Viel schlimmer an diesem Punkt war allerdings, dass ich den netten Herren bei der Verpflegungsstelle falsch verstanden hatte. Ich hatte 6 km verstanden und mich schon auf das Ende gefreut, dabei waren es noch stolze 16 km, der Schwerhörigkeit sei Dank. Im Endeffekt vielleicht aber auch gar nicht so verkehrt gewesen, wer weiß.
Schlussendlich bin ich dann irgendwann da oben angekommen und habe tatsächlich wieder Grainau gesehen. Leuchtend, schlafend und völlig entspannt. Von hier an ging es nur noch bergab… Stundenlang bergab war an dieser Stelle leider kein Spaß mehr, denn trotz Stirnlampe konnte man hier nicht einfach mal so runterballern. Das hat sich gezogen, unfassbar. Ich hätte es nicht geglaubt, wenn mir jemand von erzählt hätte.
Hier muss ich noch zwischenrein schmeißen, dass ich die Nacht mag, auch wenn sie mir in der Regel den morgen raubt. Diese Nacht war aber ganz besonders, denn überall wo ich hingeschaut habe, haben die Lichter der Stirnlampen gewankt. Als ich ziemlich weit unten war und nach oben geschaut habe, konnte man praktisch den gesamten Weg, den man soeben zurückgelegt hatte, nachverfolgen. Überall Licht, überall Menschen kurz vorm Ziel.
Also ich ziemlich weit unten war, wurde es dann auch allmählich hell, die Vögel begannen zu zwitschern, die Welt wurde wieder zum Leben erweckt. Mit ihr auch wieder die Motivation noch einmal alles zu geben und mit einem Big Bang ins Ziel einzurennen. Ja und so bin ich die letzten 2 km so schnell gerannt ich konnte, einfach weil ich noch einmal richtig Bock drauf hatte. 

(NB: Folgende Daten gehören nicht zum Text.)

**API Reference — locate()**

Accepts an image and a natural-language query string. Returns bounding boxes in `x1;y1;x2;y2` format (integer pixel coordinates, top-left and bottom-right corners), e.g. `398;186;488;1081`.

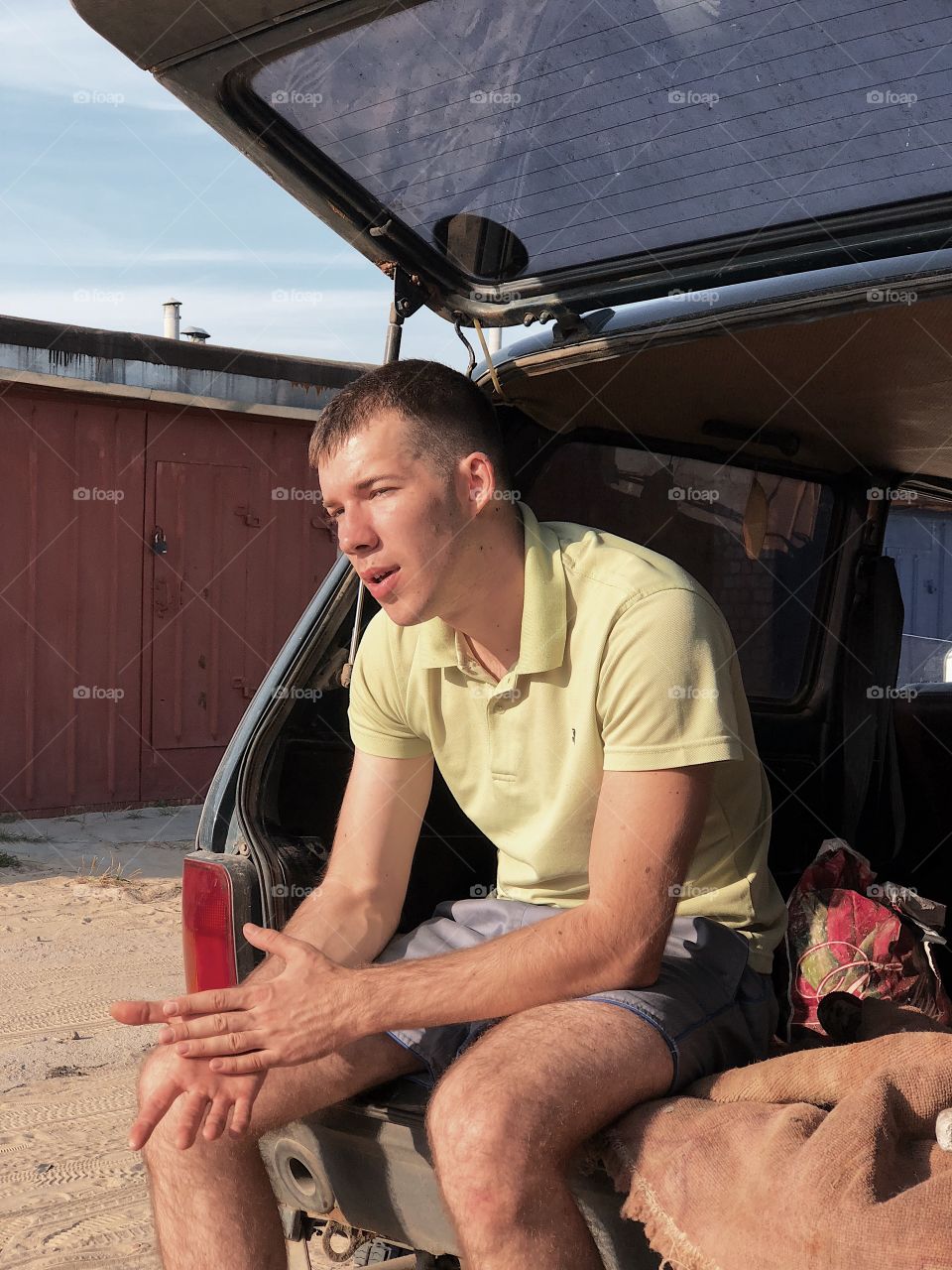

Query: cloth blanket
603;1021;952;1270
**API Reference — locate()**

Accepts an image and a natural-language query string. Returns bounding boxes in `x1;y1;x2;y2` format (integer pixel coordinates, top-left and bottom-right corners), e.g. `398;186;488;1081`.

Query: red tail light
181;856;237;992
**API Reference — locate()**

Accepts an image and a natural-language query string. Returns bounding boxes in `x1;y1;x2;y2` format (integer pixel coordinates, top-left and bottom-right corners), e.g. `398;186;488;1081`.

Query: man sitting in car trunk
114;361;785;1270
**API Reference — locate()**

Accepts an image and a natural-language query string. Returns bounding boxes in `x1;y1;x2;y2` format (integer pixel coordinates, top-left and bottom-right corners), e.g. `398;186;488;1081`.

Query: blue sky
0;0;477;368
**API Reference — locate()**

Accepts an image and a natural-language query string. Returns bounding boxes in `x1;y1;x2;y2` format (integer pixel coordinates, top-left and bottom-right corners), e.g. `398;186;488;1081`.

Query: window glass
251;0;952;278
884;489;952;691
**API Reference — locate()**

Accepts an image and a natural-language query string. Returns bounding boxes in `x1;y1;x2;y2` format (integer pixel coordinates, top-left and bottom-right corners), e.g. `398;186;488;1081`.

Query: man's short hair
307;358;509;488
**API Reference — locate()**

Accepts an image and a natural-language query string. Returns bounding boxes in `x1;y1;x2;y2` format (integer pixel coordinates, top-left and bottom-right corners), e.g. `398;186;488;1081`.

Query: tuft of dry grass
76;856;142;886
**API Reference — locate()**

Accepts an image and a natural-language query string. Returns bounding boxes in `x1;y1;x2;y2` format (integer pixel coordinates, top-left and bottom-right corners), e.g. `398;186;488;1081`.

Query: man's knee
426;1068;558;1221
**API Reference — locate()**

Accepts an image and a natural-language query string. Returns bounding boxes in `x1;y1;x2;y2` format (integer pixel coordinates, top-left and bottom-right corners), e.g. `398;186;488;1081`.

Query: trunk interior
242;301;952;1266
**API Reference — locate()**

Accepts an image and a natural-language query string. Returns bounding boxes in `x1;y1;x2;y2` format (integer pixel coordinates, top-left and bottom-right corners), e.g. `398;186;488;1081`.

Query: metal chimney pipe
163;300;181;339
181;326;210;344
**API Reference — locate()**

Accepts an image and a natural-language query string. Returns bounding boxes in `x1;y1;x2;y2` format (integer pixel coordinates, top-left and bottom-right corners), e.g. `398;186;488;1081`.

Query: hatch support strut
381;262;422;364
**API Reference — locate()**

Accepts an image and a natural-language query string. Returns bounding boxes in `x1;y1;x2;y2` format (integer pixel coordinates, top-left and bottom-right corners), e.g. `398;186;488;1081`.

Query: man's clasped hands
109;922;362;1151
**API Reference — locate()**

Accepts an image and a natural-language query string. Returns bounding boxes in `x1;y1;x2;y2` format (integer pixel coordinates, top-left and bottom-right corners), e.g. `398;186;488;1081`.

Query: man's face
317;412;475;626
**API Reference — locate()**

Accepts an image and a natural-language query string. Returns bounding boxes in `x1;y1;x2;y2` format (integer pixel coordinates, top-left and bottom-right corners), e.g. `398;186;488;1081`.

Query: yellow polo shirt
349;503;785;971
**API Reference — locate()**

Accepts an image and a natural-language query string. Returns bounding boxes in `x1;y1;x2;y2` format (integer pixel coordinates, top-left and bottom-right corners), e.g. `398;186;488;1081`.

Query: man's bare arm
109;750;432;1025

Da, das Ziel. Ja, auf einmal und nach 22:53:30 Stunden war es dann einfach da. Der Moment ist einfach irgendwie so surreal, du kannst es gar nicht richtig fassen. Du willst, aber es geht nicht. Ja und nun nach 2 Wochen, versuche ich den Moment immer noch zu fassen. Wird wohl noch ein wenig dauern.